Zenith-7b-V1 / FINETUNE_GUIDE.md
Zandy-Wandy's picture
Upload Zenith-7B model
8d18b7c verified

Fine-Tuning Guide for Zenith-7B

This guide covers fine-tuning Zenith-7B on custom datasets, with a focus on Qwen2.5-Coder-7B as the base model.

Table of Contents

  1. Prerequisites
  2. Data Preparation
  3. Training Methods
  4. Advanced Configuration
  5. Evaluation
  6. Deployment

Prerequisites

  • Python 3.8+
  • CUDA 11.8+ (for GPU training)
  • 16GB+ VRAM for full fine-tuning
  • 8GB+ VRAM for LoRA
  • 4GB+ VRAM for QLoRA

Install Dependencies

cd Zenith/V1/7B
pip install -r requirements.txt

Data Preparation

Format

Zenith expects data in JSON format with the following structure:

[
  {
    "instruction": "Write a function to calculate factorial",
    "input": "",
    "output": "def factorial(n):\n    if n <= 1:\n        return 1\n    return n * factorial(n - 1)",
    "thoughts": "I need to handle base case and recursion",
    "emotion": "neutral",
    "frustration_level": 0.1
  },
  {
    "instruction": "Explain how a neural network works",
    "input": "",
    "output": "A neural network is...",
    "thoughts": "Start with biological analogy, then explain layers",
    "emotion": "explanatory",
    "frustration_level": 0.0
  }
]

Fields:

  • instruction: Task description
  • input: Optional additional context
  • output: Expected response
  • thoughts: Chain-of-thought reasoning (optional but recommended)
  • emotion: Emotion label (optional, for EQ training)
  • frustration_level: Float 0-1 indicating frustration (optional)

Dataset Sources

Recommended datasets for fine-tuning:

  1. Code: code_search_net, CodeXGLUE, APPS, HumanEval
  2. Reasoning: CoT collection, OpenThoughts, GSM8K, MATH
  3. Emotional Intelligence: Custom dialogues with emotion annotations

Preprocessing

Use the built-in processor:

from data.openthoughts_processor import OpenThoughtsProcessor

config = OpenThoughtsConfig(
    dataset_name="your-dataset",
    streaming=True,
    max_seq_length=8192,
    quality_filtering=True,
    curriculum_learning=True
)
processor = OpenThoughtsProcessor(config)
dataset = processor.load_dataset()

Training Methods

1. Full Fine-Tuning

Trains all parameters.
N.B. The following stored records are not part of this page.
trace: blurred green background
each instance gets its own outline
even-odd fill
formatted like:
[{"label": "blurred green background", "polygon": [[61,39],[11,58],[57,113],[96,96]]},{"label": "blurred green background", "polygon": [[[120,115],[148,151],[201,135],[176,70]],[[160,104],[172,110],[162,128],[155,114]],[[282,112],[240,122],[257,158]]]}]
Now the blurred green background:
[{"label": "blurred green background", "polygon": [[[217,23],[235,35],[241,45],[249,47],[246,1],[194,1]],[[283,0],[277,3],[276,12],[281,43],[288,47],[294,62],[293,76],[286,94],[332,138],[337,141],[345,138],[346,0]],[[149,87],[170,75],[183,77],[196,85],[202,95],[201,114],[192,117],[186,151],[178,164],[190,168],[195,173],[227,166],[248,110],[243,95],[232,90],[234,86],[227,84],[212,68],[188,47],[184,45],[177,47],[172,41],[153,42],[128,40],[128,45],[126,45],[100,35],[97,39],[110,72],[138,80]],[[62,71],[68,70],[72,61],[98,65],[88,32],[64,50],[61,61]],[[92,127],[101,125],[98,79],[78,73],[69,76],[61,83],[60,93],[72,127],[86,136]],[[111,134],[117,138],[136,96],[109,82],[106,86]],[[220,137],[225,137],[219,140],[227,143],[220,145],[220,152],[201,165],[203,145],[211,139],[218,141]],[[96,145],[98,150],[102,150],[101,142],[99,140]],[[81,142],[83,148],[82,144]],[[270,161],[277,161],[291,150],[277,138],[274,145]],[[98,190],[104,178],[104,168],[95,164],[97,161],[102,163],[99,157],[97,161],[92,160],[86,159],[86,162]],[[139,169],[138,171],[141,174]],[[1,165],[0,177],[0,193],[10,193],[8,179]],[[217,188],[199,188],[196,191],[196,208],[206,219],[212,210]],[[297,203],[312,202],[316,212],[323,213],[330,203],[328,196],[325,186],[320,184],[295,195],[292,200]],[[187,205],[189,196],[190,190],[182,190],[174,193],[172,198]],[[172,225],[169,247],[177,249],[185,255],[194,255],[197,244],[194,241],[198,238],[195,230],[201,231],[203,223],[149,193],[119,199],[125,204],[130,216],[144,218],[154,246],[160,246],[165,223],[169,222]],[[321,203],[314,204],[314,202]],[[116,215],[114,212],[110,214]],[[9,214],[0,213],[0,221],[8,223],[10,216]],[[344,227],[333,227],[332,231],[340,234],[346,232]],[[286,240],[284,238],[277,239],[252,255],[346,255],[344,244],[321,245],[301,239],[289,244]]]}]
Best quality but requires most VRAM.

python train.py \
  --base_model Qwen/Qwen2.5-Coder-7B \
  --train_data ./data/train.json \
  --epochs 3 \
  --batch_size 4 \
  --learning_rate 2e-5 \
  --mixed_precision bf16

VRAM Requirements: ~16GB for 7B with sequence length 2048

2. LoRA (Low-Rank Adaptation)

Freezes base model, trains low-rank matrices. Much more efficient.

python train.py \
  --base_model Qwen/Qwen2.5-Coder-7B \
  --train_data ./data/train.json \
  --use_lora \
  --lora_r 16 \
  --lora_alpha 32 \
  --lora_dropout 0.1 \
  --epochs 3 \
  --batch_size 8 \
  --learning_rate 1e-4

VRAM Requirements: ~8GB for 7B with LoRA r=16

Target modules: Query, Key, Value, Output projections, MLP gates

3. QLoRA (Quantized LoRA)

4-bit quantized base model + LoRA. Minimal VRAM usage.

python train.py \
  --base_model Qwen/Qwen2.5-Coder-7B \
  --train_data ./data/train.json \
  --use_qlora \
  --use_lora \
  --lora_r 8 \
  --epochs 3 \
  --batch_size 8 \
  --learning_rate 1e-4

VRAM Requirements: ~4GB for 7B with 4-bit quantization

Advanced Configuration

Enabling MoE

Convert dense layers to Mixture of Experts:

python train.py \
  --use_moe \
  --num_experts 8 \
  --moe_top_k 2 \
  --moe_load_balancing_weight 0.01

Note: MoE increases capacity but also memory usage. Consider using with LoRA.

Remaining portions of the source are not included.